La crescita organica e l'M&A

Essendo un progetto di agroindustria, "cresce in maniera organica e quindi la nostra crescita non è stata generata per effetto di acquisizioni come altre aziende - sottolinea Cozzi - e non sarà così neanche in futuro". L'unica acquisizione fatta da HQF in passato è stata fatta a livello internazionale, acquisendo un piccolo distributore in Inghilterra, che è diventato poi la filiale inglese del gruppo. Un operazione simile dovrebbe essere fatta anche per la nuova filiale che sarà aperta in Svizzera.

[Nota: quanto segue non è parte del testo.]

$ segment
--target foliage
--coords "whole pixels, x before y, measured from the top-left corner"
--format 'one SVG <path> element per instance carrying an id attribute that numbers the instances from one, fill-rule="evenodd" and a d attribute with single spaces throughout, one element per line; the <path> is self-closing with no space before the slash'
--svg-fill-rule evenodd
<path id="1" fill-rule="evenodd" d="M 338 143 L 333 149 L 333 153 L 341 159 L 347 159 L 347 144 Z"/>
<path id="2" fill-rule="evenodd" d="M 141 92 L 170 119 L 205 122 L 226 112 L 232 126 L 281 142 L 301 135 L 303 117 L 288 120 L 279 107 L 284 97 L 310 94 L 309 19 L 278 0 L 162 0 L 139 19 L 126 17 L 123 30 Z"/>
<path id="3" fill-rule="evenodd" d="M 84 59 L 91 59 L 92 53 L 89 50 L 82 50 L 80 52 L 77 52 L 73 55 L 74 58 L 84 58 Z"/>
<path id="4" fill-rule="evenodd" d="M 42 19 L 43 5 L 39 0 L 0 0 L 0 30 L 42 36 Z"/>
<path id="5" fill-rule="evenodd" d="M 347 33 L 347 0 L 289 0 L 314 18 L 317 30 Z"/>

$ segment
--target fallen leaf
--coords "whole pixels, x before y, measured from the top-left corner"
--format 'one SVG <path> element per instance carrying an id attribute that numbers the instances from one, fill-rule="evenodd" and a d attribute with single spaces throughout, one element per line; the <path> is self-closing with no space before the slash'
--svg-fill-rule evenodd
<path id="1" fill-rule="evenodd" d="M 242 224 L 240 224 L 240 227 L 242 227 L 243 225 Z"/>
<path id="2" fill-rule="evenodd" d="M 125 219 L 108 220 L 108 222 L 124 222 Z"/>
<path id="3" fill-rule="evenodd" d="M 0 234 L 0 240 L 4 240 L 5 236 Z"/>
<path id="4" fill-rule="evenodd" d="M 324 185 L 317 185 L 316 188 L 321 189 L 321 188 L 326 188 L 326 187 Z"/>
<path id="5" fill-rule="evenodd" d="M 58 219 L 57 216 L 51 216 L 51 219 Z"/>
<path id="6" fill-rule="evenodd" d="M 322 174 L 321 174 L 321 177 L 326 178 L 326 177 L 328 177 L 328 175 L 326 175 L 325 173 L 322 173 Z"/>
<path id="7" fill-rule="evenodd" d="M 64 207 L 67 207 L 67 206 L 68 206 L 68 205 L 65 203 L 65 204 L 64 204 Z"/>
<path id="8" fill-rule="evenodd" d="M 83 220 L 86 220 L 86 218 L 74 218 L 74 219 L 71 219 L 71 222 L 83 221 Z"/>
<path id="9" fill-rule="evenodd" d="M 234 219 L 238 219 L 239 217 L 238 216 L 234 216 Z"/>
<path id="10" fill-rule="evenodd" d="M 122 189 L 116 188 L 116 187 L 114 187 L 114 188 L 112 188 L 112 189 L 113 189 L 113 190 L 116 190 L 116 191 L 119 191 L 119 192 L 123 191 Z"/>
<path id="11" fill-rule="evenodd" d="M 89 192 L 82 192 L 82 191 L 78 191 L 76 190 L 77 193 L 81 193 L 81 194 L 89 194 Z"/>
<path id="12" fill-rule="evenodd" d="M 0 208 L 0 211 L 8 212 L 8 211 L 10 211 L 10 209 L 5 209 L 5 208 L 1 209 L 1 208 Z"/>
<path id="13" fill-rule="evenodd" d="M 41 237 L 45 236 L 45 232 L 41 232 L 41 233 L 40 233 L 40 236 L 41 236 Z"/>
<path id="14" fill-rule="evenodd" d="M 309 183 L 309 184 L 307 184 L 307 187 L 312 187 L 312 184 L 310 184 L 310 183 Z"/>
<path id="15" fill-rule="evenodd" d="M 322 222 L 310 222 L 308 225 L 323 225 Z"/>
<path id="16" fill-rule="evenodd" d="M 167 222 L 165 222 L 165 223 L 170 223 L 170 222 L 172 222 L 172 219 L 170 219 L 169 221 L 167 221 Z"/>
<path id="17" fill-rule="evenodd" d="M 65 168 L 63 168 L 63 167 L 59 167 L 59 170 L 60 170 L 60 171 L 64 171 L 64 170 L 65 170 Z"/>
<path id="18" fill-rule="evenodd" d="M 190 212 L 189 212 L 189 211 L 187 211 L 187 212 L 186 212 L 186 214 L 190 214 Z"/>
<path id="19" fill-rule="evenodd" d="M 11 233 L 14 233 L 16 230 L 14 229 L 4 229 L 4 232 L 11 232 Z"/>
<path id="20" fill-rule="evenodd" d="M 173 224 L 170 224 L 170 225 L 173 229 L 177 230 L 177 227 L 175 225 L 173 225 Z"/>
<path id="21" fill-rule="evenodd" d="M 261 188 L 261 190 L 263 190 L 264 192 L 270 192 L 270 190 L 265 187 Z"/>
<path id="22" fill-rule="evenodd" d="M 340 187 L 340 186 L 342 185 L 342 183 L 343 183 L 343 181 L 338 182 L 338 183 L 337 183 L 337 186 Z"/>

"La nostra crescita sarà focalizzata sul progetto di integrazione agroalimentare, quindi quello che facciamo in termini di acquisizione è comprare eventualmente terra dove incrementare i nostri siti produttivi, ma non compreremo aziende commerciali per poter crescere per effetto di acquisizioni", aggiunge.

Gli investimenti in ottica ESG

L'AD racconta che l'azienda è da anni attenta agli aspetti ESG. Ad oggi, le donne rappresentano il 55% del personale, mentre l'86% dei collaboratori hanno meno di 27 anni. "Investiamo tanto nella diversità, nel talento e nella valorizzazione giovani - spiega Cozzi - e in azienda abbiamo anche un codice di condotta che mira al confronto e alla valorizzazione della produttività e della professionalità di ogni nostro collaboratore, con checkpoint ogni 45 giorni". I dipendenti del gruppo HQF sono oggi 49.

Inoltre, l'azienda aspira ad essere ad impatto ambientale zero entra la fine del 2023. Ha già investito, dal 2016, circa 4 milioni di euro per impiantare nuove tecnologie pulite, sostituendo ad esempio tutti i macchinari che precedentemente erano a pompa d'olio con macchinari ad aria compressa, non utilizzando più il sottovuoto ma una nuova tecnologia a termoretrazione (un composito plastico cinque volte meno spesso) e abbandonando le vaschette di plastica a favore di quelle biodegradabili. Altri interventi sono quelli per la salvaguardia della fauna e della flora nelle comunità in cui l'azienda opera.

"Siamo un'azienda a incredibile valore aggiunto perché rispondiamo ad alcuni cambiamenti delle esigenze del consumatore medio - evidenzia l'AD - il consumatore oggi trova nell'attenzione alla salute una grande priorità; la seconda priorità è una rinnovata attenzione a tutto ciò che è sostenibile, Made in Italy e healthy; la terza esigenza è la socialità, che porta un grande fermento alla nostra categoria. Queste tendenze sono quelle su cui investiamo da 20 anni".